If you're sharing the décor and furnishing, it all becomes a dual choice. But if it's yours only, it is your realm to do with what you want. I've been told mine looks decidedly like an Edwardian study.
I'm running through my installation list to give an idea of the sort of fittings you need for a functioning home-office garden building at a time when many are investing, either because of Covid-caused job loss, or in anticipation of the benefits of home-working going forward.
Last week, I mentioned the garden building installation company Shomera had seen its business go up by 400pc since Covid lockdown. Other firms have experienced such high demand that they can't fulfil new order until October. Key suppliers include Kelly Barna, Lidan Designs, Gardenrooms,ie and Steeltech.
There are some vital considerations to be made before you invest in a in a garden office, which can cost from €1,000 for a converted garden shed, to €12,000 for a decent permanent building, right up to €60,000 for a luxury version:
What to buy: At an entry level, there's nothing to stop you acquiring a normal scrap timber garden shed, insulating and wiring it yourself for under €1,000. But investing in a permanent structure will keep the insects and mice out, you warm and your office equipment dry, and it should last a lifetime. Bugs get in through the tiniest holes and cold brings damp, which perishes documents and equipment.
Style: Choose between timber, galvanised metal, cement board or composite. Most bigger suppliers have 'show villages' to peruse. The smallest you should consider is 8ft x 10ft for minimal physical accommodation and healthy breathing space. Like mine, you could get a dual function office/shed, which saves space in the garden for both.
Situation: Most suburban gardens allow room for a home-office building without taking from its enjoyment. It doesn't need planning permission. If you get a building that needs painting/varnishing, plonk it against a garden wall and you can't reach. The solution is rot-proof panels on any side facing a boundary wall or fence.
Foundations: If you're looking at something permanent, you'll need concrete. Measure carefully if you're doing it yourself, use a spirit level to ensure the pour frame is even and rake concrete smooth before it dries, unless you want an undulating floor like mine.
Wiring: An electrician can do it for a few hundred euro. A central ceiling light and eight plug sockets split between two walls is ideal for computers, lamps, printers and chargers. Plug-in broadband boosters cost €25 to €55.

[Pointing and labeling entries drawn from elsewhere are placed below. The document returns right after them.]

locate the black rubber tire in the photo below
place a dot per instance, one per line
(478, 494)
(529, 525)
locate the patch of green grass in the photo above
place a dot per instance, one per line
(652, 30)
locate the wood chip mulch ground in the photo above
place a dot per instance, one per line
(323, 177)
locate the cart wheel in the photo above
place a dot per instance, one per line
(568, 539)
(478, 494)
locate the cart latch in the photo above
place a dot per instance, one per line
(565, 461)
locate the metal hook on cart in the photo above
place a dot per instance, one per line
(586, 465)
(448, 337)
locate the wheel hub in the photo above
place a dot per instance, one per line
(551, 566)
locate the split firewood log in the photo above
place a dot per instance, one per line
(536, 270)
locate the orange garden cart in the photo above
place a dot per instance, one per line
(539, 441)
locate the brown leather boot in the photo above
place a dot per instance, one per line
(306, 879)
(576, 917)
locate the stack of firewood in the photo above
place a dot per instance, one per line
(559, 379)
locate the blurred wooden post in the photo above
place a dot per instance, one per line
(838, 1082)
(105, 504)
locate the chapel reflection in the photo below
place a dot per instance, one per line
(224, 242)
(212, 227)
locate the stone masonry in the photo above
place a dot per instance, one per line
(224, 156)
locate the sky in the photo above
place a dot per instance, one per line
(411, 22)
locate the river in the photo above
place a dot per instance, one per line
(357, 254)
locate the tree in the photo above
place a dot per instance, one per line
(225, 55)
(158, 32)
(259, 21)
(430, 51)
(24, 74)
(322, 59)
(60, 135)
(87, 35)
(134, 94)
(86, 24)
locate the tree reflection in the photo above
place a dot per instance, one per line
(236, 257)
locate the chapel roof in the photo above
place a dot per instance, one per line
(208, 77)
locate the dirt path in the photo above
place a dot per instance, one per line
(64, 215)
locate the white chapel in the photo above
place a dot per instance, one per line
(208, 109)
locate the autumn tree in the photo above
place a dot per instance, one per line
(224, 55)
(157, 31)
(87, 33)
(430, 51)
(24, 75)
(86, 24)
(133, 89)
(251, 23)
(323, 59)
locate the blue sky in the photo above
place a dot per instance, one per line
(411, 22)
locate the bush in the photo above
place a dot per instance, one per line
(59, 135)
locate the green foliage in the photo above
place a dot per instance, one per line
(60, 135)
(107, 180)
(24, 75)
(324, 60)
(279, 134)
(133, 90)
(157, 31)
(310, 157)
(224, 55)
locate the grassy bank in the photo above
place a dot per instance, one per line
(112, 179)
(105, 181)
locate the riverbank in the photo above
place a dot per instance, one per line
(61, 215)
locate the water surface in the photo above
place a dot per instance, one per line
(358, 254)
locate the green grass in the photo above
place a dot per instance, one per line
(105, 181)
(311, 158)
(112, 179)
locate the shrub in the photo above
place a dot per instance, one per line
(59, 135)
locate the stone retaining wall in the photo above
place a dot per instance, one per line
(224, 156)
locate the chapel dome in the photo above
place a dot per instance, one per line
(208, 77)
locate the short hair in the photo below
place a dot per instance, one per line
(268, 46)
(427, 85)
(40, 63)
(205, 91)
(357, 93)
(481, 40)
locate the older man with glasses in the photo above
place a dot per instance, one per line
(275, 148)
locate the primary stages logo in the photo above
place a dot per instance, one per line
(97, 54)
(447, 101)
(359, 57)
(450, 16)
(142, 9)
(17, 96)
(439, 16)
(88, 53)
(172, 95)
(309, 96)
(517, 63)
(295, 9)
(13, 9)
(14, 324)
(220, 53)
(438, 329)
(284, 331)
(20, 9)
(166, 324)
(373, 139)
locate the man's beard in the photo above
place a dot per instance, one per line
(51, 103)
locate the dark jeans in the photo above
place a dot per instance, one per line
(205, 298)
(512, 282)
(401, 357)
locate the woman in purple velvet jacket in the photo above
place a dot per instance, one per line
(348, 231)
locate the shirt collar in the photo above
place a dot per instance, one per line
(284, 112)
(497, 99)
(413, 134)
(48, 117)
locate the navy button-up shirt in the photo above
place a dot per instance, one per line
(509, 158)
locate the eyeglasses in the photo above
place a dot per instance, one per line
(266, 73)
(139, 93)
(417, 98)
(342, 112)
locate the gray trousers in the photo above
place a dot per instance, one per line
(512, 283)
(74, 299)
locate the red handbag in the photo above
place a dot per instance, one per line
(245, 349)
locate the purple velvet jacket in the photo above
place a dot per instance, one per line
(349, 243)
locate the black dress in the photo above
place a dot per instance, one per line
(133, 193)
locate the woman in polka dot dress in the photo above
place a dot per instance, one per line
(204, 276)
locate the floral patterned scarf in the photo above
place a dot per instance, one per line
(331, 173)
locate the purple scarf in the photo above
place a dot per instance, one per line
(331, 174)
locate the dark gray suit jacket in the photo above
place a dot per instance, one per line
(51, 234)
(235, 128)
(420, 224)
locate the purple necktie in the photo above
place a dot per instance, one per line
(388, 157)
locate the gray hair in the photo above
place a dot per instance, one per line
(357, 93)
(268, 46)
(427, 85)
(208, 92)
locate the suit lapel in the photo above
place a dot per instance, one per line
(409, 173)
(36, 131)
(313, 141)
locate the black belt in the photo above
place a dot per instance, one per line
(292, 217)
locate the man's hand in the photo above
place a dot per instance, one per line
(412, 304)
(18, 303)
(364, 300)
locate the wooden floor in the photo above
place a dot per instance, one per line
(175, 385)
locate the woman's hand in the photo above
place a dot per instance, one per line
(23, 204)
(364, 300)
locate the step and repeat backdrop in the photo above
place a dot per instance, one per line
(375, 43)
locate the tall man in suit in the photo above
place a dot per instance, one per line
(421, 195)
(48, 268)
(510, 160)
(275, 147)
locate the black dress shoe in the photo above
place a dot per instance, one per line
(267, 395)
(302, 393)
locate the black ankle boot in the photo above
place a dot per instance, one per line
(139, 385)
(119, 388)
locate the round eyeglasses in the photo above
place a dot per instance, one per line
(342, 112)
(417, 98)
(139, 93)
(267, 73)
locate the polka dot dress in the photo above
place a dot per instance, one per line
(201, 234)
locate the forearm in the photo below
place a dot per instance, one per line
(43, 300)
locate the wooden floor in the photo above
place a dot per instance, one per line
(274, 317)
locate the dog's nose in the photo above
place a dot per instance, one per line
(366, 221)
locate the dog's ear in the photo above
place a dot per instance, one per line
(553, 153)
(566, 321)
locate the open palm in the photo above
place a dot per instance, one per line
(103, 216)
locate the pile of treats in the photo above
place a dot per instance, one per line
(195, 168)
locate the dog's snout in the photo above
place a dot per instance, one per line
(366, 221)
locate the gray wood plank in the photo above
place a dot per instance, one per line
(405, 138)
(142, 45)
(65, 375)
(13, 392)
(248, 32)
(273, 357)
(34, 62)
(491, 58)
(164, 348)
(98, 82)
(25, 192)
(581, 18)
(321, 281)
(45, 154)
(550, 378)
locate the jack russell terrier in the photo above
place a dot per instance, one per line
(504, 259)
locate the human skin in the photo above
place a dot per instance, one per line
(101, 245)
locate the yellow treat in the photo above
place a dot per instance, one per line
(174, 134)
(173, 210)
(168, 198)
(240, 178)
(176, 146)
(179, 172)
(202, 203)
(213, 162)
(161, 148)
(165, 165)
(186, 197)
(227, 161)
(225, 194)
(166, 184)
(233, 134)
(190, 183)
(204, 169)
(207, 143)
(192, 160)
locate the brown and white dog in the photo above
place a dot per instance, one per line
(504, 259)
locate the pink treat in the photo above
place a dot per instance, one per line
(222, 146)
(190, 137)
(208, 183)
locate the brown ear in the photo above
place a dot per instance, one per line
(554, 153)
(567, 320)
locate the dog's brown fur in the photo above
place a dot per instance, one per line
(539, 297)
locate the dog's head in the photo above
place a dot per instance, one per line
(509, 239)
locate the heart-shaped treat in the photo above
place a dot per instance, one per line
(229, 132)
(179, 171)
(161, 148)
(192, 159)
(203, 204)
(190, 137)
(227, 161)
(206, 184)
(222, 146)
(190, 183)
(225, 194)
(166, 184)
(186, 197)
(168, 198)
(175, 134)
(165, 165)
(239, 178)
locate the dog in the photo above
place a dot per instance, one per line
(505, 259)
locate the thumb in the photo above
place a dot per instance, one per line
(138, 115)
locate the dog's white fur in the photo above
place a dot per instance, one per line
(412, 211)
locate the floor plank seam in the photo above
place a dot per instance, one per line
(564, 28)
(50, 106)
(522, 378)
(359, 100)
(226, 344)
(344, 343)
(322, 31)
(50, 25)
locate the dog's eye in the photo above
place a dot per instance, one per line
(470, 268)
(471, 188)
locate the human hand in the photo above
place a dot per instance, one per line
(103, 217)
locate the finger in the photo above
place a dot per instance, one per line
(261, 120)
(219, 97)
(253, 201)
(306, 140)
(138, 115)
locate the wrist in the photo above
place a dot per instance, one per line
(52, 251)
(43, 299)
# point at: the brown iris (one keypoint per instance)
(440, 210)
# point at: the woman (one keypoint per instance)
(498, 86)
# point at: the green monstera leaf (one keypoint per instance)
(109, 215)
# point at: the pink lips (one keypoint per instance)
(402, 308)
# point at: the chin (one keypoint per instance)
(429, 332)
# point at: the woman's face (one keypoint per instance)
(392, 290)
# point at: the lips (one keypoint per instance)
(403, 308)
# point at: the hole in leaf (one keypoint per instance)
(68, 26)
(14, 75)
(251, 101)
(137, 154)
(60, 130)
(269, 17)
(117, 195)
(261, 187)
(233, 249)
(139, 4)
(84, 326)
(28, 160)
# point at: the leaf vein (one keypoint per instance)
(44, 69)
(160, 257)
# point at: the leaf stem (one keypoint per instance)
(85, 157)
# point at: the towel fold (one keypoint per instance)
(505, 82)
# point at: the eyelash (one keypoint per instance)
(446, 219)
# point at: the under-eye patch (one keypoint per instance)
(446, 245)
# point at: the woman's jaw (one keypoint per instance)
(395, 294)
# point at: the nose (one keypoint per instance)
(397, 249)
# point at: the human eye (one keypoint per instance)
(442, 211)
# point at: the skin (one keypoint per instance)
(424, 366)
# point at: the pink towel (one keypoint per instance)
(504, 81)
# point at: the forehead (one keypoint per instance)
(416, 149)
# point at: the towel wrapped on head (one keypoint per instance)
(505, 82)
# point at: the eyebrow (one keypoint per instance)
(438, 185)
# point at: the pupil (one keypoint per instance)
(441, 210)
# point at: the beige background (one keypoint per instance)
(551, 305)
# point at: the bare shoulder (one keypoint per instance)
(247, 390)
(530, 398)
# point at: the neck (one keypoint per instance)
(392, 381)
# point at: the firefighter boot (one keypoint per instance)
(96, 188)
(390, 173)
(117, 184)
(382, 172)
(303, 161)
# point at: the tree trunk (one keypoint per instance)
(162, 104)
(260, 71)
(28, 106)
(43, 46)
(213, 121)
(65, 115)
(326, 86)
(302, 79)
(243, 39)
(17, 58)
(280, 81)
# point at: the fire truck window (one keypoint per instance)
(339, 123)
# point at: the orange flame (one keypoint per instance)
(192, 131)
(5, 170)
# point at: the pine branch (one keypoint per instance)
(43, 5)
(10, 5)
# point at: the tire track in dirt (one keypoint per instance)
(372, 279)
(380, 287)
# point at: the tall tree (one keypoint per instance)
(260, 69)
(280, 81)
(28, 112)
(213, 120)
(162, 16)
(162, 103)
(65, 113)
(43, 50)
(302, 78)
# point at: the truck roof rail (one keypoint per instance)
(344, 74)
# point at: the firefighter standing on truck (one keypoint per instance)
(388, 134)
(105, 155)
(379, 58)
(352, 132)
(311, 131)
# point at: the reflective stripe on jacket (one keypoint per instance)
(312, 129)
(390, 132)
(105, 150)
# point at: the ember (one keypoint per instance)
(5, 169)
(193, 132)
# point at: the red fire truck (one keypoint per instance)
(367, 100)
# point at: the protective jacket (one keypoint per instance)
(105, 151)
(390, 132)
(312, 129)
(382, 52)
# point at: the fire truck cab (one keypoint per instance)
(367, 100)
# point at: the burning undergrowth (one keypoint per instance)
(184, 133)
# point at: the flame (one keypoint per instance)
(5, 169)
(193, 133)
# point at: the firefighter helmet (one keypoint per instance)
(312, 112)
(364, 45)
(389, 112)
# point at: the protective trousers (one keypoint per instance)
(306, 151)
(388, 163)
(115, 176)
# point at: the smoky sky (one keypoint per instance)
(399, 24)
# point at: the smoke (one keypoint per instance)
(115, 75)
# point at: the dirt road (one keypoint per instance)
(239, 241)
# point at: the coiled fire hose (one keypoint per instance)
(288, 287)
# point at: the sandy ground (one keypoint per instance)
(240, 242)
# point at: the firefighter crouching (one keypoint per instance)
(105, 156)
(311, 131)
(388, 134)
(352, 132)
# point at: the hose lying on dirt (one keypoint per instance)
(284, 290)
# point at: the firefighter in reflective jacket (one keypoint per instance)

Doors/Windows/Insulation: Heating flows right out of non-insulated spaces. Standard Kingspan 30mm for walls and roof usually comes with a supplier-bought office building. An 80mm or 50mm thickness is better. Sheeps wool works if you can get it. Double-glaze or higher for windows is best. Double-lock mechanism doors give some security.
Heating: Plug-in mobile oil radiators with timers are better than 'blow' heaters which dry out the air quickly. Time-regulated oil radiators retain heating capacity even after they are turned off.
Flooring: Carpet insulates but needs to withstand constant friction from office chair rollers, as do some timbers/laminates which can score easily.
Furnishing: A proper office chair for posture and comfort and a soft chair for long phone calls and guests. A desk facing a window, shelves, drawers, desk lamps and a heater. Then you're home and dry for home working.